The Portuguese terms of trade did not deteriorate enough to drive a higher level of economic activity because of an irresponsible fiscal policy of indirect tax increases that caused a futile destruction of businesses in the non-tradable goods sector and the failure to confront the powerful lobbies in the energy and transport sectors that hamper the tradable goods sector. This trend in the terms of trade is clearly visible in the following chart.

The persistence of domestic inflationary forces despite an increase of 3.5 percentage points in the unemployment rate which reached 15.5% can only be the result of market rigidities compounded by fiscal mistakes.

The program of fiscal consolidation was not only inefficient, but foolish and poorly sequenced. Instead of targeting the preservation or a small rise in revenue, through the broadening of the tax base and selective competitive tax cuts, combined with substantial cuts in subsidies and other wasteful forms of spending it did the reverse. In terms of sequencing, instead of beginning with spending cuts, followed by a broadening of the income tax base and cuts in corporate taxes it did the reverse. It raised indirect taxes first at the expense of external competitiveness and is now promising a massive increase in income and corporate taxes for 2013 to be followed by spending cuts in 2014, thus perpetuating unnecessarily the current recession for at least another two years.

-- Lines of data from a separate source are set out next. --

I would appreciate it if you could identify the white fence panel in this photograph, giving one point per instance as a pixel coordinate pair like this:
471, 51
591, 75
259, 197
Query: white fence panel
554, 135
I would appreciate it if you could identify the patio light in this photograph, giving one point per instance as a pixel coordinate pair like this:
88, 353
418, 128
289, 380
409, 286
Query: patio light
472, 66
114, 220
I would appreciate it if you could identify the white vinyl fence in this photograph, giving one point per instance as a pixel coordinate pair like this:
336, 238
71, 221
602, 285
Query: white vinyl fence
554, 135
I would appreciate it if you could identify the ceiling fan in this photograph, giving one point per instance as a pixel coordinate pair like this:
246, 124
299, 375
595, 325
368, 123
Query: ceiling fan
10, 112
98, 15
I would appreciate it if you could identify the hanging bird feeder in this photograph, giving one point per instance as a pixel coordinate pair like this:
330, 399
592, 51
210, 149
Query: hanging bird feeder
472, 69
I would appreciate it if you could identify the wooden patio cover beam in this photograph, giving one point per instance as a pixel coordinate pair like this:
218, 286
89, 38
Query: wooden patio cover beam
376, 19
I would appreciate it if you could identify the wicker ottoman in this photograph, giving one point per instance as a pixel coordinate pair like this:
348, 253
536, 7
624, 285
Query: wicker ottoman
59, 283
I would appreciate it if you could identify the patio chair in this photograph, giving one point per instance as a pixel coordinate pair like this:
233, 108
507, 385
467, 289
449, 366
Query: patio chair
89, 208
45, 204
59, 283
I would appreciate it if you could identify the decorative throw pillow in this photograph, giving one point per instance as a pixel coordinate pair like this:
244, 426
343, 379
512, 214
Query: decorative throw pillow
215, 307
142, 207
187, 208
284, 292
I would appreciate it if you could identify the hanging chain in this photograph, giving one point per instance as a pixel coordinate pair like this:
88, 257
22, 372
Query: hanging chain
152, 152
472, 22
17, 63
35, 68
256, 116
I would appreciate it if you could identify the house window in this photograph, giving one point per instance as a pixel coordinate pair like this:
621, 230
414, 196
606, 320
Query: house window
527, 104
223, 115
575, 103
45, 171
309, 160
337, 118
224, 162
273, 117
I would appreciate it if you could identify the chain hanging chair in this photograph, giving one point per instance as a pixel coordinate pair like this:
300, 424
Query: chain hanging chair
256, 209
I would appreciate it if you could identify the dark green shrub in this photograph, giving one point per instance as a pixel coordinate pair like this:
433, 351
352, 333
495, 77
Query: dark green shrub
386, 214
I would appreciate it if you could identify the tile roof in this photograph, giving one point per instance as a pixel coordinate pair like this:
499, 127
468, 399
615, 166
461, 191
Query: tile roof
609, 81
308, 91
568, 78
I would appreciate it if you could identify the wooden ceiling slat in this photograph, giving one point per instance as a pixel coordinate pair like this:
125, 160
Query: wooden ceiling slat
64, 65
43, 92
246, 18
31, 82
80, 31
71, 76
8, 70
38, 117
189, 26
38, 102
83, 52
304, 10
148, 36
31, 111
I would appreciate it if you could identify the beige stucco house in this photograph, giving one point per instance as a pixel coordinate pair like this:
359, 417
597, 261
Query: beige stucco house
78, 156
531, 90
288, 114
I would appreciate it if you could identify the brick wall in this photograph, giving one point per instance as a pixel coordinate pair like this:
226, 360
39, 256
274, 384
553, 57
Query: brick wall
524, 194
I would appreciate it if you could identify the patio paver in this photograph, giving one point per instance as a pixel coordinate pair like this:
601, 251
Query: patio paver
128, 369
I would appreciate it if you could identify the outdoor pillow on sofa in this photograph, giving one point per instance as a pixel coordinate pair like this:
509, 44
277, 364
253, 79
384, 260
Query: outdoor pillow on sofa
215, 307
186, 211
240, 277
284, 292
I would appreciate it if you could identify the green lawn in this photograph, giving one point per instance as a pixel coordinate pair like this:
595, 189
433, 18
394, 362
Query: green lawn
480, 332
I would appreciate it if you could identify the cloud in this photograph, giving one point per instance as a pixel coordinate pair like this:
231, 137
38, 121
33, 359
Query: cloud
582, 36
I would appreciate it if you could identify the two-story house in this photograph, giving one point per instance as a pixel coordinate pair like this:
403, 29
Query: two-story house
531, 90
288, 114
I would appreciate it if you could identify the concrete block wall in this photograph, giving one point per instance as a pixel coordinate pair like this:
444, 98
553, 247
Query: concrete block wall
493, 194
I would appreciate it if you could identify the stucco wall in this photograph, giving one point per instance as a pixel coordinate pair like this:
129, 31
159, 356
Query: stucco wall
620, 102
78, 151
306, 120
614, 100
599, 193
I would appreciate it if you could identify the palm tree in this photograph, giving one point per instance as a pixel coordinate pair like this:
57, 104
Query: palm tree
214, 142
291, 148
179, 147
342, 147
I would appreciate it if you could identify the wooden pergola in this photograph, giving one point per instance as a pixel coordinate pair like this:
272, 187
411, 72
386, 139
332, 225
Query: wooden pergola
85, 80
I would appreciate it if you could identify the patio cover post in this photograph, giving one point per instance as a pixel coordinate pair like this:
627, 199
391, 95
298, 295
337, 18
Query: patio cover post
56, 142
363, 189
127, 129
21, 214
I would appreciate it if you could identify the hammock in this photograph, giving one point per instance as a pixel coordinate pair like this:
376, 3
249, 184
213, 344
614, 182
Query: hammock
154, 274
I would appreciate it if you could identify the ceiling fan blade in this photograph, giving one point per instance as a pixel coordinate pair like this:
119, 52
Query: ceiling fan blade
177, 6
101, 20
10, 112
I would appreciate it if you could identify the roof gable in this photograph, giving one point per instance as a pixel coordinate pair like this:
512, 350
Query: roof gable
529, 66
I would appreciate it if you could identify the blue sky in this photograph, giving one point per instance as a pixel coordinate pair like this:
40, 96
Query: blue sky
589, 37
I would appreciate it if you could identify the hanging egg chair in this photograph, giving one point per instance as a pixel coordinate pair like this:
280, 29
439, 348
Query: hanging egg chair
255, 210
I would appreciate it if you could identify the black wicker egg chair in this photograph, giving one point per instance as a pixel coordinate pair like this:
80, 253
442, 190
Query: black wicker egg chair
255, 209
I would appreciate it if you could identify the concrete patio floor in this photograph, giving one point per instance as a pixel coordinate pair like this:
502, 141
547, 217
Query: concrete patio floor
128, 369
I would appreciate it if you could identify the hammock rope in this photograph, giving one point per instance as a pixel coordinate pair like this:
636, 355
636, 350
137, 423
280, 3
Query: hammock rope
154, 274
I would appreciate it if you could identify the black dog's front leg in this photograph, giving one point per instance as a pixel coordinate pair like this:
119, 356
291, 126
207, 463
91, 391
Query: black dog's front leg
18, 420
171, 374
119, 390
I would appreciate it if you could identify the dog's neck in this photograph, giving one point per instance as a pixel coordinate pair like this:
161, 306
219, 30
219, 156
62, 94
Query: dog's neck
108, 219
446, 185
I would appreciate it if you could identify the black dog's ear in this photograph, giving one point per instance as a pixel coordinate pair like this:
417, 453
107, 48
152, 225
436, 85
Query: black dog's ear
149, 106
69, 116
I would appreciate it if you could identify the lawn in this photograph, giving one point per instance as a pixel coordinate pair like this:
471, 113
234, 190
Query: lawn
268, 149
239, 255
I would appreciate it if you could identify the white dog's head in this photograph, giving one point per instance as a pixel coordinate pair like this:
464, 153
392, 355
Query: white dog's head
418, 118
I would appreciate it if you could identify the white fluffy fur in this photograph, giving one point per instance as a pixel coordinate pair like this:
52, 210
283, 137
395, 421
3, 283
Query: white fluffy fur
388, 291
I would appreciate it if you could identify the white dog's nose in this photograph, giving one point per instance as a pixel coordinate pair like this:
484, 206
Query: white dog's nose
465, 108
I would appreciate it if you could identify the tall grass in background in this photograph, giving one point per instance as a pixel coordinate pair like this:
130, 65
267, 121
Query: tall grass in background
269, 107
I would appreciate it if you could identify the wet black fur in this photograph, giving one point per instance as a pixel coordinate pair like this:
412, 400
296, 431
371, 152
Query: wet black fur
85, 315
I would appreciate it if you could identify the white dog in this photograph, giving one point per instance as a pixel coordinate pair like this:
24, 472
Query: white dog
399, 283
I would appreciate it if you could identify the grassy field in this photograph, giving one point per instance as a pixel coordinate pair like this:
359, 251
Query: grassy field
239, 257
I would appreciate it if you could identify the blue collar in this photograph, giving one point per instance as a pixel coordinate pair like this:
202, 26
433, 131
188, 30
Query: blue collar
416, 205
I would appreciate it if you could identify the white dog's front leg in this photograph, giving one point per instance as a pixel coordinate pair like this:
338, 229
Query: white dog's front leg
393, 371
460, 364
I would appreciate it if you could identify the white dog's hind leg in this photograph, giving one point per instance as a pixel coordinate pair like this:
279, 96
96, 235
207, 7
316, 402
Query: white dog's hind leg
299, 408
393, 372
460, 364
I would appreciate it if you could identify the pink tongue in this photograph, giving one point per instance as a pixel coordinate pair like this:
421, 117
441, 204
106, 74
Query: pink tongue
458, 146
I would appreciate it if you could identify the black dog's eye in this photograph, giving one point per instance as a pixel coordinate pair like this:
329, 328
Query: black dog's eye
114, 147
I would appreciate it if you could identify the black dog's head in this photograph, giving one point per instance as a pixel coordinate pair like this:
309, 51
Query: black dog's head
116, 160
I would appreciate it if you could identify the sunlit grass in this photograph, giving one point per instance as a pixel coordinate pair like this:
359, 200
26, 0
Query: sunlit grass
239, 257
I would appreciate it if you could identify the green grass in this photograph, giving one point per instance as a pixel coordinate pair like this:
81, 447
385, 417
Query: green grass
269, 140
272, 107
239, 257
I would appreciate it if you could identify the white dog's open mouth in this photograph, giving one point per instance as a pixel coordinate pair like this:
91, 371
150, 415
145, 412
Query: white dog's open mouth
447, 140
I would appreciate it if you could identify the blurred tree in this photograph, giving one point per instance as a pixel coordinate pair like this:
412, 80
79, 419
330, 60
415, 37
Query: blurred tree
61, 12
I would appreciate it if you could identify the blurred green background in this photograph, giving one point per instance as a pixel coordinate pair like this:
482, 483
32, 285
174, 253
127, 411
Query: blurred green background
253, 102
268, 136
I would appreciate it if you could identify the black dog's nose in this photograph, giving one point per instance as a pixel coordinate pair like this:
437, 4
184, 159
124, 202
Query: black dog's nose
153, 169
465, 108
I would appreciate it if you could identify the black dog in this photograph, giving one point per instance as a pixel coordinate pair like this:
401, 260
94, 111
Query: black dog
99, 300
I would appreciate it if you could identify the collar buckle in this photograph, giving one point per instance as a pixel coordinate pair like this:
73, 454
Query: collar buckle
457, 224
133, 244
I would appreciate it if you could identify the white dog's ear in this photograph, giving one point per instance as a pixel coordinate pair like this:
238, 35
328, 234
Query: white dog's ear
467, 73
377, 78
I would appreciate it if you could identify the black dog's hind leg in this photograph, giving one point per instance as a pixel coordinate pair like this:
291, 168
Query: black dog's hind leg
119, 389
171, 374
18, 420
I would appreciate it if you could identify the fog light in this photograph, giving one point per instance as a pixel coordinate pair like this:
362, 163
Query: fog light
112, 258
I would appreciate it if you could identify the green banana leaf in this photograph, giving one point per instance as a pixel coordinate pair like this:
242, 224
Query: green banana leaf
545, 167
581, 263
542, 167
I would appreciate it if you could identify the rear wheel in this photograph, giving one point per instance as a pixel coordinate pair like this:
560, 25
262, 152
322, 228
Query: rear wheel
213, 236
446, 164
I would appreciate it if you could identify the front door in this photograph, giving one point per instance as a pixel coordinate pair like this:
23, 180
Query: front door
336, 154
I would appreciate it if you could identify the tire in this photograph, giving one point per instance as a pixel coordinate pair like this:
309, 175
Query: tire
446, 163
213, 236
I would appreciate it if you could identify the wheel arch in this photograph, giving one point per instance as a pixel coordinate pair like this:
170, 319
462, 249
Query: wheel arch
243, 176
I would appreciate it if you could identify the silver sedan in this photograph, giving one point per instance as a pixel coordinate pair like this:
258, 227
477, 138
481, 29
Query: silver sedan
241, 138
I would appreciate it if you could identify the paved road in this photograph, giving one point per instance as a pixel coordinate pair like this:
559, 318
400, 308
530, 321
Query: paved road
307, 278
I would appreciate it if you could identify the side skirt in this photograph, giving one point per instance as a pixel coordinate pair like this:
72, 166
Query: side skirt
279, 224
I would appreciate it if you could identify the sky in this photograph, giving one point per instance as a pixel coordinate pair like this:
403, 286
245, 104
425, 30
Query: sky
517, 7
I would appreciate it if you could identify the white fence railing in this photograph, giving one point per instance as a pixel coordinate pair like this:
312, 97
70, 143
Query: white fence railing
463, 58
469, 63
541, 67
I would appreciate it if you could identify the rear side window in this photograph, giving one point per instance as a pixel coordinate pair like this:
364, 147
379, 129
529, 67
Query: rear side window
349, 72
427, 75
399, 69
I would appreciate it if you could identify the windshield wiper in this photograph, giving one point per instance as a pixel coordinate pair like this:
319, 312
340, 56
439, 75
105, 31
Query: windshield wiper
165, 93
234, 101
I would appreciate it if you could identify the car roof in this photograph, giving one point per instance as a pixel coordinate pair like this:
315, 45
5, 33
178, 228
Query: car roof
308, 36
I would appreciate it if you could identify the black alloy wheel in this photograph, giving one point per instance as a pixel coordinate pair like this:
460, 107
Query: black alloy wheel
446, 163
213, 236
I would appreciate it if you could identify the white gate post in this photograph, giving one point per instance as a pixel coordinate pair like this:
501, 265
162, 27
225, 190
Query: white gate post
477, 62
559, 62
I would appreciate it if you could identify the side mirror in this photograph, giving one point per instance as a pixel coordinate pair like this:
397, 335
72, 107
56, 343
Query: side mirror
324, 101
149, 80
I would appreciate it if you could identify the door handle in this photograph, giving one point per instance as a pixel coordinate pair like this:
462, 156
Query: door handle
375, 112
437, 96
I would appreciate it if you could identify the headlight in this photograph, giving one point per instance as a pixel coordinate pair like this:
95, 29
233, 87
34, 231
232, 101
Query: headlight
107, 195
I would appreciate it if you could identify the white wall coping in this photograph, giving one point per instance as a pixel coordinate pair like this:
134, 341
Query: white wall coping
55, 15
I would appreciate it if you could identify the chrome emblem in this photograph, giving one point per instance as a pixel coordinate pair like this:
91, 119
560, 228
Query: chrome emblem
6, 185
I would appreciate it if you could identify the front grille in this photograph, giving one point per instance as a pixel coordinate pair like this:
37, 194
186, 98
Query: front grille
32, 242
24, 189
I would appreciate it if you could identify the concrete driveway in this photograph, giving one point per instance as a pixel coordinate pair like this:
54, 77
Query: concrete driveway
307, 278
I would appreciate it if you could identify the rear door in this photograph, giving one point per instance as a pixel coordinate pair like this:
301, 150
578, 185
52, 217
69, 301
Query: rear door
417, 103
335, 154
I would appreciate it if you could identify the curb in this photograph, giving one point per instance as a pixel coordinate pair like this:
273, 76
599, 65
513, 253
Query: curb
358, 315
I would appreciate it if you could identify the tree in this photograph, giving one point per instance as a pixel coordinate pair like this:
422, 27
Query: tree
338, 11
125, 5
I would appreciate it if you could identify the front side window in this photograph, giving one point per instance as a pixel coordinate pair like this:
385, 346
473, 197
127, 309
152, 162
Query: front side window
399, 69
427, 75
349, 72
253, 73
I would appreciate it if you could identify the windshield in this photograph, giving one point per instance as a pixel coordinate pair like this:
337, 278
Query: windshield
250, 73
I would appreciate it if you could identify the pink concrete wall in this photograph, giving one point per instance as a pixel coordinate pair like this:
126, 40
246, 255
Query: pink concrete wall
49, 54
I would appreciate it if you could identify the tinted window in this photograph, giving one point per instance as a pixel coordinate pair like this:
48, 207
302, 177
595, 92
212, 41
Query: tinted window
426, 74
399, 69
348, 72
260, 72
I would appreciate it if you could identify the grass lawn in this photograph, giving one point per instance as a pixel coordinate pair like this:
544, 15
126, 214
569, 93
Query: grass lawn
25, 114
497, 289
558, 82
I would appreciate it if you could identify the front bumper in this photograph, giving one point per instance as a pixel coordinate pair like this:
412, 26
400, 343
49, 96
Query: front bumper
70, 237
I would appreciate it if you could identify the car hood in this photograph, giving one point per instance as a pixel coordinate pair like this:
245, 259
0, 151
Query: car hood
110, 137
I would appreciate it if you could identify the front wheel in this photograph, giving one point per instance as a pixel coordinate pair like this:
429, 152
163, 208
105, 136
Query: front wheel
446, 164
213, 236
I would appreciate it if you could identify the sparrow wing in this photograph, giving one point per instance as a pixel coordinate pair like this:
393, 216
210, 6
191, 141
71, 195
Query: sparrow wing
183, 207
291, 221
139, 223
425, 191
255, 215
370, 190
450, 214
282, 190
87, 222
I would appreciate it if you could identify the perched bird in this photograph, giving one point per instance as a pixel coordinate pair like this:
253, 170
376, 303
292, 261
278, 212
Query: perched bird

In conclusion, the program left untouched all the cancers blocking the growth of the Portuguese economy listed in this blog long ago as being: irresponsible recourse to PPP financing, large rent-seeking privatized monopolies, extensive subsidization of energy, environment, technological and other self-serving mafias, too many, too inefficient and too indebted State enterprises for the exclusive benefit of their managers, unions and bankers, a financial sector who suckles on public financing, the uncontrollable spending of the health and social security sectors, the destruction of a professionally independent public service, dysfunctional fiscal and judicial systems and generalized recourse to off-budget operations and creative accounting. Indeed, it made things worse through mismanagement. So, without changing course, Portugal is condemned to more than a decade of slow growth and unbearable indebtedness and sooner or later it will have to default or ask for debt forgiveness for the first time since 1892.

As a Portuguese I am saddened to see my beloved country ravaged by an incompetent government in collusion with useless international organizations at the mercy of an unholy alliance of heartless Teutonic European mandarins, predatory Chinese and Angolan dictators and dubious Latin American business interests. This is the end result of 80 years of state capitalism in Portugal.